Stellantis’ German BEV horror show
The Amsterdam-headquartered conglomerate joins Renault and Tesla in Teutonic turmoil
One of the country’s leading OEMs expects impact from September tightening of the rules
Europe’s largest national BEV market will face a test next month as the German government excludes further buyers from a price subsidy scheme. And one of the country’s largest carmakers, Bavarian heavyweight BMW, is expecting some impact.
From 1 September, subsidies — where the government would rebate €4,500 (c.$4,850) off EVs with a list price up to €40,000 euros, and a further 50pc manufacturers discount on top; and €3,000, plus 50pc manufacturers’ discount, of EVs with a list price between €40,000 and €65,000 euros — will be limited only to private buyers, rather than those buying through employer schemes.
This could be a material change in the German BEV market. According to analysis by European automotive industry analyst Matthias Schmidt, German’s July BEV sales were around 80pc to non-private sales. He forecasts the loss of subsidy to a segment of the market representing such a large majority of buyers will contribute to a “few months of negative growth” in German BEV sales.
“September will be an interesting market to monitor for sure,” says the analyst.
And Schmidt is not alone in expecting an impact. “The reduction of the environmental bonus will, of course, have an effect on our business, which we cannot yet assess in full,” BMW tells EV in Focus.
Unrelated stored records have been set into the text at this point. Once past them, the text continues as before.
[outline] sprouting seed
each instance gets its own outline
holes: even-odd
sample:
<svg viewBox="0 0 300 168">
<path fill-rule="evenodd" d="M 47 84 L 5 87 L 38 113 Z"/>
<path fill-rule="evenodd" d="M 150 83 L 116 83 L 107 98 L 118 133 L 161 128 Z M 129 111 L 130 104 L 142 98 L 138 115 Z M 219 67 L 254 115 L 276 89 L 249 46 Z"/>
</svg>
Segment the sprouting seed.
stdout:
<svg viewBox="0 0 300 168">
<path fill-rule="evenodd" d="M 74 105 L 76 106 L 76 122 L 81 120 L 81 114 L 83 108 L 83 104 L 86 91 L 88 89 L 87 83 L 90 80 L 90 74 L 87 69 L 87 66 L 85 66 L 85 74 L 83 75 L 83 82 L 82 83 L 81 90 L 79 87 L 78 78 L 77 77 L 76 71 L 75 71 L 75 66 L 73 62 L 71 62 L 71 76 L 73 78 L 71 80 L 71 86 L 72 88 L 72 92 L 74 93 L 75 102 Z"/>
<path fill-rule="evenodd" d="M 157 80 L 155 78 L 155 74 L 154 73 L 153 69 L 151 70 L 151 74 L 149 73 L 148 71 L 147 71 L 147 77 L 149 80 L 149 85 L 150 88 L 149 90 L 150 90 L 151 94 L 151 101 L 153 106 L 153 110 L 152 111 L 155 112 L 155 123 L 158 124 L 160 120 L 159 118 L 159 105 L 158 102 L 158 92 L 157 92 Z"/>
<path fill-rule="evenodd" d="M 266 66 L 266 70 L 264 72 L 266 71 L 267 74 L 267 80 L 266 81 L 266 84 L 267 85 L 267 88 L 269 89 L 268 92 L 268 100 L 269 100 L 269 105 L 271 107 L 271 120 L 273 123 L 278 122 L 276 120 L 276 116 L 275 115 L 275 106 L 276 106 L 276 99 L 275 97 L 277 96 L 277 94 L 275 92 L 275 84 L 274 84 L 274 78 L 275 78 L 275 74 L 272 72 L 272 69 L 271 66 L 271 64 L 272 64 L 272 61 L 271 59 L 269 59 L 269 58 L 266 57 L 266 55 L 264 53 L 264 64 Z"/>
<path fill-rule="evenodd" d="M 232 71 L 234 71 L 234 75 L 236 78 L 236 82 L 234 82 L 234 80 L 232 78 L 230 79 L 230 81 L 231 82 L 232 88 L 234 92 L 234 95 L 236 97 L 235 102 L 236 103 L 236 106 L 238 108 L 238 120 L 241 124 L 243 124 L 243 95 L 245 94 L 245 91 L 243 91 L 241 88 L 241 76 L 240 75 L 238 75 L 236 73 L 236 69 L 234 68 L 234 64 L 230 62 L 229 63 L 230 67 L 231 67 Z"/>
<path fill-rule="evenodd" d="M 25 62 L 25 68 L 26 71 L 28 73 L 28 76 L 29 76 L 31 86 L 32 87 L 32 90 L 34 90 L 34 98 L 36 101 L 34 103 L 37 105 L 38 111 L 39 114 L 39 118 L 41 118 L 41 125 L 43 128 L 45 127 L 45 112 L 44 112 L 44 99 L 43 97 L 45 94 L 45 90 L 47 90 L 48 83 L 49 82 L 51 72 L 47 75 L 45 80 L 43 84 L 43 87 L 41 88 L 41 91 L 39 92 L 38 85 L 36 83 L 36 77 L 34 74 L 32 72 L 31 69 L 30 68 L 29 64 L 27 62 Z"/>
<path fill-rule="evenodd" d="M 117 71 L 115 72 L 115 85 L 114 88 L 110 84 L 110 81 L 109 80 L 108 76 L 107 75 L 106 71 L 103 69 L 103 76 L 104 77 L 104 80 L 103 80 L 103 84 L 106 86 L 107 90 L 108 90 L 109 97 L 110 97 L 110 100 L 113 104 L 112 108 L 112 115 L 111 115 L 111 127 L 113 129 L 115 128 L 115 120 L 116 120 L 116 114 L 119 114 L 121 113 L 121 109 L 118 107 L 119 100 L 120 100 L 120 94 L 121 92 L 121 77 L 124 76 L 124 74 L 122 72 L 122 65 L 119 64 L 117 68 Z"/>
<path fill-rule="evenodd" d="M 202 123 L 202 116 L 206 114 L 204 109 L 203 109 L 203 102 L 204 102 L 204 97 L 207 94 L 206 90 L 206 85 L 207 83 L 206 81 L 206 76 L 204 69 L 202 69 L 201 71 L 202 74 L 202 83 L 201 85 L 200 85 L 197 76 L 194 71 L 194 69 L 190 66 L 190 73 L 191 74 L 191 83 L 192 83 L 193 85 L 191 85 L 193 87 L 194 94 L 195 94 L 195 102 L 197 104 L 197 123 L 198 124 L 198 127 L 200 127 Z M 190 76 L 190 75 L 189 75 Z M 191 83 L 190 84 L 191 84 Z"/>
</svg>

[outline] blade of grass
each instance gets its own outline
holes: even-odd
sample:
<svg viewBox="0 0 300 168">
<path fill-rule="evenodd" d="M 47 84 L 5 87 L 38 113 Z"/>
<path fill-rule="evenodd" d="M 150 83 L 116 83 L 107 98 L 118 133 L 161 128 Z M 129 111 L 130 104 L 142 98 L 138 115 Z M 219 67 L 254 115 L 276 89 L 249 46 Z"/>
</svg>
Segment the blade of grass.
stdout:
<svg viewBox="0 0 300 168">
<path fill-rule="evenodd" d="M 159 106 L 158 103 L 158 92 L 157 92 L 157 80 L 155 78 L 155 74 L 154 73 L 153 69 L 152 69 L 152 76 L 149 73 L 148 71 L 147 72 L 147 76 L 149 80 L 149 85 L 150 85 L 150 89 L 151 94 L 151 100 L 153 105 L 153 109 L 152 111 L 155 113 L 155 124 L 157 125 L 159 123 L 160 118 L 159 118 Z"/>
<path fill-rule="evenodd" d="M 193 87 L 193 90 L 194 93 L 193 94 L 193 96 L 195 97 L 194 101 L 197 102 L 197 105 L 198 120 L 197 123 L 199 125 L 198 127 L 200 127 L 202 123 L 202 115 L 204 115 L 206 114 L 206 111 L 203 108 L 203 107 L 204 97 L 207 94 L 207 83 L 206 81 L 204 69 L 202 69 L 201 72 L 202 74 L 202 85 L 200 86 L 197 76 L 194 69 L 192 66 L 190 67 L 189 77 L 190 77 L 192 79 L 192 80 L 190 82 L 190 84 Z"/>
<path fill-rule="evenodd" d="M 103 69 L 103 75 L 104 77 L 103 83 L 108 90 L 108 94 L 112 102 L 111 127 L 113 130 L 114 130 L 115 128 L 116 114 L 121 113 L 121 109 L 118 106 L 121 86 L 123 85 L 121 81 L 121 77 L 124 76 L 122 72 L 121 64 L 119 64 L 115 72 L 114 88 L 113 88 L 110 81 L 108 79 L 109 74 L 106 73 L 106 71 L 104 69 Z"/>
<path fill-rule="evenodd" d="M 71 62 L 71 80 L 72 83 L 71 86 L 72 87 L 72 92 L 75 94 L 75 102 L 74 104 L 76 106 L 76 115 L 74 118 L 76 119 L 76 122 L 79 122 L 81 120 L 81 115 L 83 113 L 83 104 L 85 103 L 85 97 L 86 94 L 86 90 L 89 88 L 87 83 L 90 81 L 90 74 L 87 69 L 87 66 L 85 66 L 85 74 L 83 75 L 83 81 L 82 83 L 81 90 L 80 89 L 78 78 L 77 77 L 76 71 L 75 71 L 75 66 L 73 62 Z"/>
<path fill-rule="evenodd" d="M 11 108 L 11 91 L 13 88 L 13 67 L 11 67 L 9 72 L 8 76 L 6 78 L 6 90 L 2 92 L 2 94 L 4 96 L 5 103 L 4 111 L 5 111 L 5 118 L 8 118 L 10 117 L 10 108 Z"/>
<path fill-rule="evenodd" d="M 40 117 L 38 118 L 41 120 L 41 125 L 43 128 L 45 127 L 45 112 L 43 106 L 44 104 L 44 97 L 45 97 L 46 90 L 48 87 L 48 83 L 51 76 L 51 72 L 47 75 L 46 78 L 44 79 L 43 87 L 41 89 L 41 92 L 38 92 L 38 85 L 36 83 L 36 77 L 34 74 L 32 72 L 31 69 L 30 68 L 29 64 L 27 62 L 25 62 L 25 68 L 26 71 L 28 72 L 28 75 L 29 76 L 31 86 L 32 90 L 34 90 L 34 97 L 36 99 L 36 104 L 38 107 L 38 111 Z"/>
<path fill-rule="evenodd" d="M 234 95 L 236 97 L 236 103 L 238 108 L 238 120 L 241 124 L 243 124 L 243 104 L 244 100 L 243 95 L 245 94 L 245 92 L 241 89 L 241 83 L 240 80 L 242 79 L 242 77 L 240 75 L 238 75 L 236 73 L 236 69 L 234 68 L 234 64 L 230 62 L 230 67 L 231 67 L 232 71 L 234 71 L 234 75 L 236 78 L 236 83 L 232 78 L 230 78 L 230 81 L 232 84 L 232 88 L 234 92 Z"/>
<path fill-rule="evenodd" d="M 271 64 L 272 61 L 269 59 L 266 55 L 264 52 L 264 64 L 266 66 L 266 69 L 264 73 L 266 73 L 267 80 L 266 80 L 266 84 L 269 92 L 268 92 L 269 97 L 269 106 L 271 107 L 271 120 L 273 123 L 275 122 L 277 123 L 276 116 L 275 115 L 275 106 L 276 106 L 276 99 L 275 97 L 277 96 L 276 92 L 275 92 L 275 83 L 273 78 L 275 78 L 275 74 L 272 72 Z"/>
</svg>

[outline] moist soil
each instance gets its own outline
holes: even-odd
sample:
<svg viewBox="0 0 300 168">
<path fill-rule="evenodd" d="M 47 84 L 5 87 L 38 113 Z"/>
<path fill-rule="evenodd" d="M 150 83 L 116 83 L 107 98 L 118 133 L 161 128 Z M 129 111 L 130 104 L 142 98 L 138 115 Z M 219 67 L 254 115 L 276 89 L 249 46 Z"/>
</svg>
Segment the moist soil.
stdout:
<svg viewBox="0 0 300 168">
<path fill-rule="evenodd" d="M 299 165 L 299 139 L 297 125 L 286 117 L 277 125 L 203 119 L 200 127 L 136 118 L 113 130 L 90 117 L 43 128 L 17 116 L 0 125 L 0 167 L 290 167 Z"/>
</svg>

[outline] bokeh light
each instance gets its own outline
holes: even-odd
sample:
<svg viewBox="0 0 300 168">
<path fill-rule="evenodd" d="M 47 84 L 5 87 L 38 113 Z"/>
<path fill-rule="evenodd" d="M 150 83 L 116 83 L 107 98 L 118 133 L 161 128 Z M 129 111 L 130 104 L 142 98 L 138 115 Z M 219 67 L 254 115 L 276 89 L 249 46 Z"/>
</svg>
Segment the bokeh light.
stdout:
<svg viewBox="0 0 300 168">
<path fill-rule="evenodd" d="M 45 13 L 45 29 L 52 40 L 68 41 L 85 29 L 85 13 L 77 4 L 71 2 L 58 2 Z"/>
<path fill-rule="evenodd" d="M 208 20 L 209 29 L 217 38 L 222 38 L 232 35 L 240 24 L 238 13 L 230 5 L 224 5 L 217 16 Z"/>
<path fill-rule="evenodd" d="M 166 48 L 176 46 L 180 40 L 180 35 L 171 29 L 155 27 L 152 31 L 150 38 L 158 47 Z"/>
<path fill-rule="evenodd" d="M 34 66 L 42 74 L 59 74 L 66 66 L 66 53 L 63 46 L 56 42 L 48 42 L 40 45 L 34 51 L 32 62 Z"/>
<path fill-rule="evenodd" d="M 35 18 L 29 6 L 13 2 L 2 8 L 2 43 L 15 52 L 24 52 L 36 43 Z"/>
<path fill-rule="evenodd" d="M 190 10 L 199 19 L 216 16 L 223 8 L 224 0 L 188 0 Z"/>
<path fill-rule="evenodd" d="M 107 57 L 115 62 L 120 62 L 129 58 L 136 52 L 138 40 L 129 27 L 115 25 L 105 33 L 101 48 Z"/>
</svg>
Peers Mercedes and VW were also approached for comment, but both declined to speculate on potential future impact.
BMW also had some advice for the German government in the post-subsidy environment. “Adequate expansion of the private and public charging infrastructure is necessary for the continued market success of electromobility. Because customers will only buy electric vehicles if they can charge reliably,” it says.
“Against this background, it would make sense to gradually redirect the funds to charging infrastructure from the middle of the decade, since the demand for electric cars must be able to develop even if subsidies decrease.” With Germany’s transport ministry now working on a new charging masterplan, it appears its pleas may have found receptive ears.
When Germany’s federal ministry of economics and climate protection (BMWK) announced the September changes to eligibility back in July 2022, it said that it would consider leaving small businesses and non-profit organisations eligible as well as just private buyers. But it has confirmed to EV inFocus that no such extension of eligibility will be offered.
“There are currently no plans to extend the authorisation to apply to small businesses and non-profit organisations,” says the BMWK.
“In a mass procedure such as the environmental bonus, with tens of thousands of applications per month, the provision of evidence and the effective control over small business statuses would exceed the capacities of the Federal Office of Economics and Export Control administration, and the tax authorities of the federal states, and generate a disproportionate administrative burden. In addition, an abusive claim by companies that are only founded for the purpose of filing an application could not be ruled out with legal certainty,” it continues.
Impact
While both Schmidt and Mercedes expect a negative impact, at least temporarily, the key question will be how much buying appetite might decline, and for how long.
Germany’s PHEV market does not bode particularly well. From 1 January this year, PHEVs were no longer eligible for their environmental bonus.
And the impact has been marked. In the first six months of 2022, according to data from the European Automobile Manufacturers’ Association, or Acea, the market share of PHEVs in Germany’s new sales averaged 11.2pc, whereas in the same time frame in 2023, the average dropped to 5.7pc, almost halving PHEV’s slice of the German new sales pie.
But PHEVs are not BEVs, and there are reasons to be more optimistic in this sector. For one thing, German BEVs have already experienced reductions in subsidies at the start of the year — the €4,500 and €3,000 government discount disappearing for non-private buyers in September were €6,000 and €5,000, respectively, until the end of last year.
And this had an effect, but only a temporary one. Germany’s January 2003 BEV sales were down slightly year-on-year, at slightly over 18,000 compared to just shy of 21,000 in January 2022 (see Fig.1). But the deficit was more than wiped out in February and every month thus far for which Acea has released data has seen year-on-year increases in German BEV buying, topping out at over 20,000 more all-electric passenger vehicles in June when Germany become the first European national market to see monthly BEV sales above 50,000.
Norway saw a similar phenomenon, with its January BEV sales plunging after the withdrawal of generous subsidies. Again, though, it has bounced back as confidence as returned to the BEV market and sales are also once again ahead of last year.
And, while subsidies for non-private buyers of BEVs will be going, tax advantages still remain until at least 2030. These apply both to those buying cars and leasing them in company schemes. So it is much too early to predict a deep and prolonged slump in German BEV interest from the end of this month.